Breastfeeding may RAISE the risk of food allergies by delaying weaning

Breastfed babies may face more than DOUBLE the risk of developing food allergies ‘because of their delayed introduction to potential triggers’

  • Japanese scientists analysed how more than 46,000 infants were fed
  • Exclusively breastfed babies were more than twice as at risk, the study found
  • Infants may develop allergies if they are not exposed to foods ‘early enough’ 

Breastfed babies may be at greater risk of developing food allergies, according to research.

Japanese scientists found infants who were exclusively breastfed were more than twice as likely to be treated for a food allergy.

The experts, who analysed how 46,000 infants were fed, say breastfeeding mothers may be more likely to delay weaning.

Research suggests children are more likely to develop allergies against certain food proteins if they are not exposed to them ‘early enough’.

Breastfed babies may be at greater risk of food allergies, research suggests (stock)

However, the Okayama University researchers found only the babies without eczema faced an increased risk of a food allergy.

The infants with the common skin condition who were breastfed were 36 per cent less likely to develop a food allergy. 

Breastfeeding is thought to boost ‘oral tolerance’ in youngsters with ‘skin barrier dysfunction’, according to the researchers led by Dr Naomi Matsumoto.

It has long been known that ‘breast is best’, with evidence suggesting a mother’s milk protects against infections, obesity and diabetes, the scientists wrote in the journal Allergology International.

The World Health Organization recommends all babies are exclusively breastfed for six months.

When it comes to its effect on food allergies, however, studies have thrown up mixed results.

These ‘inconsistencies’ may have come about due to past scientists not considering how eczema raises the risk of food allergies, the team wrote.

This is thought to occur through ‘percutaneous sensitisation’, a recent theory that food proteins can cross the skin.

What is the NHS advice for breastfeeding mothers?

The NHS guidance for getting your baby to latch onto your breast is as follows:  

  • Hold your baby close to you with their nose level with the nipple.
  • Wait until your baby opens their mouth really wide with their tongue down. You can encourage them to do this by gently stroking their top lip.
  • Bring your baby on to your breast.
  • Your baby will tilt their head back and come to your breast chin first. 

Remember to support your baby’s neck but not hold the back of their head. 

They should then be able to take a large mouthful of breast. Your nipple should go towards the roof of their mouth.

To learn more, the team analysed 46,616 children who took part in the Longitudinal Survey of Newborns in the 21st Century.

Questionnaires were sent to the parents of all babies born in Japan between January 10 and 17 or July 10 and 17, 2001. 

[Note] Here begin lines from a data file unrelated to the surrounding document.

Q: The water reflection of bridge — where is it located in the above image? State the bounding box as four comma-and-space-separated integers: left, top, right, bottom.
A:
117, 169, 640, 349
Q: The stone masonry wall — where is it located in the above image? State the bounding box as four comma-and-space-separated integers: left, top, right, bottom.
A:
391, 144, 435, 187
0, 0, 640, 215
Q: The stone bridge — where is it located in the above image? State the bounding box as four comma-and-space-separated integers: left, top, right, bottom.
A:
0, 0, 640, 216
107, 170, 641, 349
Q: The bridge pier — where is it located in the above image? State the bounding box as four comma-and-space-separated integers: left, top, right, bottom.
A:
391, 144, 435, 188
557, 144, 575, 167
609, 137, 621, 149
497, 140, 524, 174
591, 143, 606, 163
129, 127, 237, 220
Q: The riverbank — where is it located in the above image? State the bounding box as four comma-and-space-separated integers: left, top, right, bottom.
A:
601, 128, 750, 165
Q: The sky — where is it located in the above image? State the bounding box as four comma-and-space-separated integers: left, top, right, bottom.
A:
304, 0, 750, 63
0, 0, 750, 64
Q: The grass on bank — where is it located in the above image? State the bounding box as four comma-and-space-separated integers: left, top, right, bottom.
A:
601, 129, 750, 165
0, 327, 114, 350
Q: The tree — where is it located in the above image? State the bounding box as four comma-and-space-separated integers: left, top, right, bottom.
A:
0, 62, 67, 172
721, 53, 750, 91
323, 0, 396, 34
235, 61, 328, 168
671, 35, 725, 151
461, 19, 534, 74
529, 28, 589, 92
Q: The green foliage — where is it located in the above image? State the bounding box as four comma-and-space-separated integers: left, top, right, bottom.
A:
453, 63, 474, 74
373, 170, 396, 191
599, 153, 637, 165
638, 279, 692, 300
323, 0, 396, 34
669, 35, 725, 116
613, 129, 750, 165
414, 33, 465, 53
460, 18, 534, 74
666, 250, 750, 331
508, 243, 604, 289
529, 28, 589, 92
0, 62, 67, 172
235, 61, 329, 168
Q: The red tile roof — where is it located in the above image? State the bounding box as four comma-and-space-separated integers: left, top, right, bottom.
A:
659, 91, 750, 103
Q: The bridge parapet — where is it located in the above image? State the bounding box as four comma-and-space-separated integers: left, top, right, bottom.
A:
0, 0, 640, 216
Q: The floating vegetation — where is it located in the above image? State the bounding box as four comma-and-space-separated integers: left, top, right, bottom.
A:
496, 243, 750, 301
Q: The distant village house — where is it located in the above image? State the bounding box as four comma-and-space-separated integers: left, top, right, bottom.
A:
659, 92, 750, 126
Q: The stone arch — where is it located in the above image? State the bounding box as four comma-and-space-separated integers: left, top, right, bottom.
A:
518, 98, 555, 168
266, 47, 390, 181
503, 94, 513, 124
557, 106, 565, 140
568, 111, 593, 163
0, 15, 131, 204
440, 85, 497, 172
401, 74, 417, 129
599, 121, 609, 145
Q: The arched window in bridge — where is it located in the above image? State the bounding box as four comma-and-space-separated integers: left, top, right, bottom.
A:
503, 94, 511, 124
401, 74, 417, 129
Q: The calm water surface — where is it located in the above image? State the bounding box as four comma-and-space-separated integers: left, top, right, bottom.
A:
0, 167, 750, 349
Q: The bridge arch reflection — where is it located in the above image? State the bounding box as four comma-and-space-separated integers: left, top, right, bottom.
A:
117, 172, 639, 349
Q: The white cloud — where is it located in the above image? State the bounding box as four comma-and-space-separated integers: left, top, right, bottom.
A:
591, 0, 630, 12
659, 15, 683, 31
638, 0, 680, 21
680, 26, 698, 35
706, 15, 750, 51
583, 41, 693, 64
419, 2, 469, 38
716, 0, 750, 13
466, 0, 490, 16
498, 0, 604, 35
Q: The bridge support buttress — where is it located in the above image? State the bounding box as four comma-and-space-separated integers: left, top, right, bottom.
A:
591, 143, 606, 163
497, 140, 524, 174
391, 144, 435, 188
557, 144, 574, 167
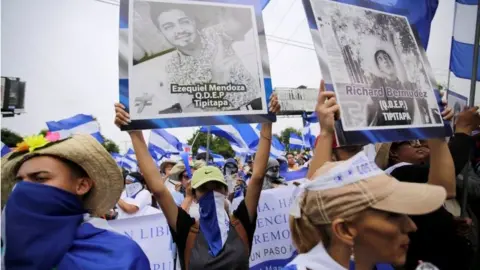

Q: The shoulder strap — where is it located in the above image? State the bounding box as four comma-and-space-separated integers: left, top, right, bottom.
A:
183, 220, 200, 269
230, 215, 250, 256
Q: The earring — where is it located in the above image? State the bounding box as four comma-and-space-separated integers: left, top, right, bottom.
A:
348, 246, 355, 270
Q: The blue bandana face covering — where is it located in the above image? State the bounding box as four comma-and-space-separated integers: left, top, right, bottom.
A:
2, 181, 85, 269
198, 191, 230, 257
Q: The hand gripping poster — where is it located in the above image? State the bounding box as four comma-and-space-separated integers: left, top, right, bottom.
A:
303, 0, 447, 145
119, 0, 275, 130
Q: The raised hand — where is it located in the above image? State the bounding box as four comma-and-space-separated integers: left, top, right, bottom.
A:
315, 80, 340, 133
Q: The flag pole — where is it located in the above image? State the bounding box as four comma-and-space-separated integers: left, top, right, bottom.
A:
461, 2, 480, 217
206, 126, 210, 162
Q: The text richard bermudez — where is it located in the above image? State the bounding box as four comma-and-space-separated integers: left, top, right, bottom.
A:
170, 83, 247, 109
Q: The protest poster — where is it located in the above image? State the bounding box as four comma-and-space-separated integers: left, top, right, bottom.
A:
108, 214, 174, 270
303, 0, 447, 145
119, 0, 275, 130
232, 186, 297, 270
275, 87, 318, 115
447, 90, 468, 129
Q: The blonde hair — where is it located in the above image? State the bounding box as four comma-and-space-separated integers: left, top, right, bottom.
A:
289, 195, 360, 253
289, 215, 331, 253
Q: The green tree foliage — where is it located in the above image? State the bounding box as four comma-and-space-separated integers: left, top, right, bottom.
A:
102, 135, 120, 153
279, 127, 302, 151
187, 130, 235, 158
2, 128, 23, 147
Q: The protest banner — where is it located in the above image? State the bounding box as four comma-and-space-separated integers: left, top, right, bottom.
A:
447, 90, 468, 129
303, 0, 448, 145
119, 0, 275, 130
275, 87, 318, 115
232, 186, 297, 270
108, 214, 174, 270
109, 187, 300, 270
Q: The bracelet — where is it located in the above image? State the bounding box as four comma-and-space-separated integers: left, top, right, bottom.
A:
260, 133, 272, 141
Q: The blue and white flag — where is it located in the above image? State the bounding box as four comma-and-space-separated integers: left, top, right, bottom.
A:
197, 146, 210, 154
230, 143, 251, 157
200, 124, 259, 149
212, 153, 225, 167
148, 129, 183, 153
125, 148, 137, 161
288, 132, 303, 150
1, 142, 11, 157
280, 167, 308, 182
117, 155, 138, 172
302, 122, 315, 148
47, 114, 104, 143
450, 0, 480, 81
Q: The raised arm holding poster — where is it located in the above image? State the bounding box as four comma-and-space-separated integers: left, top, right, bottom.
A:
303, 0, 445, 145
119, 0, 275, 129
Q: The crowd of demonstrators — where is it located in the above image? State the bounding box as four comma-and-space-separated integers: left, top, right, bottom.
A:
286, 82, 452, 269
115, 93, 280, 269
376, 105, 480, 270
2, 86, 480, 270
2, 135, 150, 270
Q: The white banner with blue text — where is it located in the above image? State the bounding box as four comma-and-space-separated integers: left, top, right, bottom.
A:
108, 214, 173, 270
109, 186, 296, 270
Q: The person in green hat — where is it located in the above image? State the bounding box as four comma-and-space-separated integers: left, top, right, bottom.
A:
115, 94, 280, 270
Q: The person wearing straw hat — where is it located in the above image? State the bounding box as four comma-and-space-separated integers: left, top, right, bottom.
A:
284, 81, 446, 270
115, 94, 280, 270
2, 133, 150, 270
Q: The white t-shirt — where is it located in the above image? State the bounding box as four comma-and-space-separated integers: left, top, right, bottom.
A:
117, 189, 152, 219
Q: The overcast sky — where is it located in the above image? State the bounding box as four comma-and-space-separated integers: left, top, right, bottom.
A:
1, 0, 472, 153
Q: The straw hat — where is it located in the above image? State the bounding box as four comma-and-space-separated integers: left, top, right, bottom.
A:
160, 159, 177, 172
291, 153, 447, 225
2, 135, 124, 216
375, 142, 392, 170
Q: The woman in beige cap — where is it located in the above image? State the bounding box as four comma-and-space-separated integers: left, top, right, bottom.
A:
115, 95, 280, 270
285, 82, 446, 270
2, 134, 150, 270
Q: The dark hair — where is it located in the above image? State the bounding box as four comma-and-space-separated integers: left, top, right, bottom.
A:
375, 50, 393, 66
150, 3, 196, 30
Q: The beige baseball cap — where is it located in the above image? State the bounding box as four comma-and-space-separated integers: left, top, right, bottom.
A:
290, 152, 447, 225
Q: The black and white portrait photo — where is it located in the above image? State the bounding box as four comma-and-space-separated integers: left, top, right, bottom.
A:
311, 0, 443, 131
124, 0, 267, 119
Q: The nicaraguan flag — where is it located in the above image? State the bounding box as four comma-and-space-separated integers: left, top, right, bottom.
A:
47, 114, 103, 143
148, 129, 183, 153
251, 124, 285, 158
288, 132, 303, 149
197, 146, 210, 154
280, 167, 308, 182
1, 142, 11, 157
200, 124, 258, 149
230, 143, 251, 157
450, 0, 480, 81
117, 155, 138, 172
125, 148, 137, 161
212, 153, 225, 168
302, 122, 316, 148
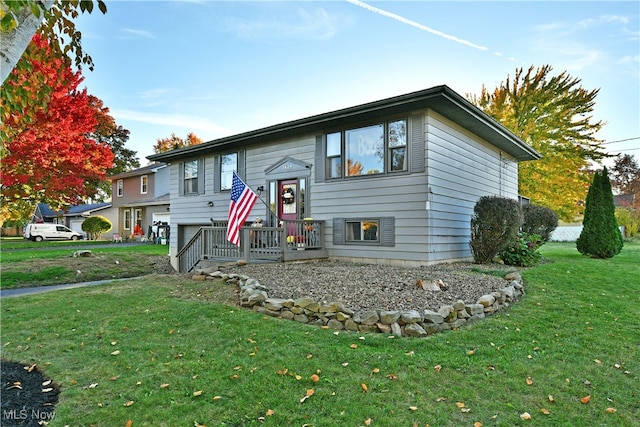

The infants were then divided into three groups according to how they were fed; exclusive breast feeding, partial breast feeding including the colostrum, and formula only.

Colostrum is the fluid a new mother’s breasts produce in the first few days. It is a very concentrated feed, rich in protein, immune-fighting substances, antioxidants and ‘good bacteria’.

The babies were assessed for allergy-related hospital visits between six months old and either 18 months or five-and-a-half.

Results showed the babies who did not have eczema and were exclusively breastfed were more than twice as likely to be treated for a food allergy. 

This is compared to the infants were only given formula.

Among the infants who were partially breastfed, only those with eczema were protected against a food allergy, with their risk going down by 36 per cent.

Although unclear, breastfeeding may protect babies with eczema via the ‘dual allergen exposure hypothesis’.

This states food allergies come about due to an imbalance between skin sensitisation and ‘oral tolerance’.

Babies with this imbalance due to skin barrier dysfunction may benefit from breastfeeding to maintain their oral tolerance, the scientists wrote.

A mother’s breast milk, particularly the colostrum, contains many substances that strengthen an infant’s immune system against allergies.  

Why babies without eczema who are exclusively breastfed do not benefit is less clear. 

The scientists speculate it may be due to ‘delayed food introduction’. One study showed, for example, babies who are given cow’s milk ‘early’ are less likely to be allergic to it. 

The team stress, however, they did not collect information on when the infants started on solid food. Future research is therefore required to confirm this.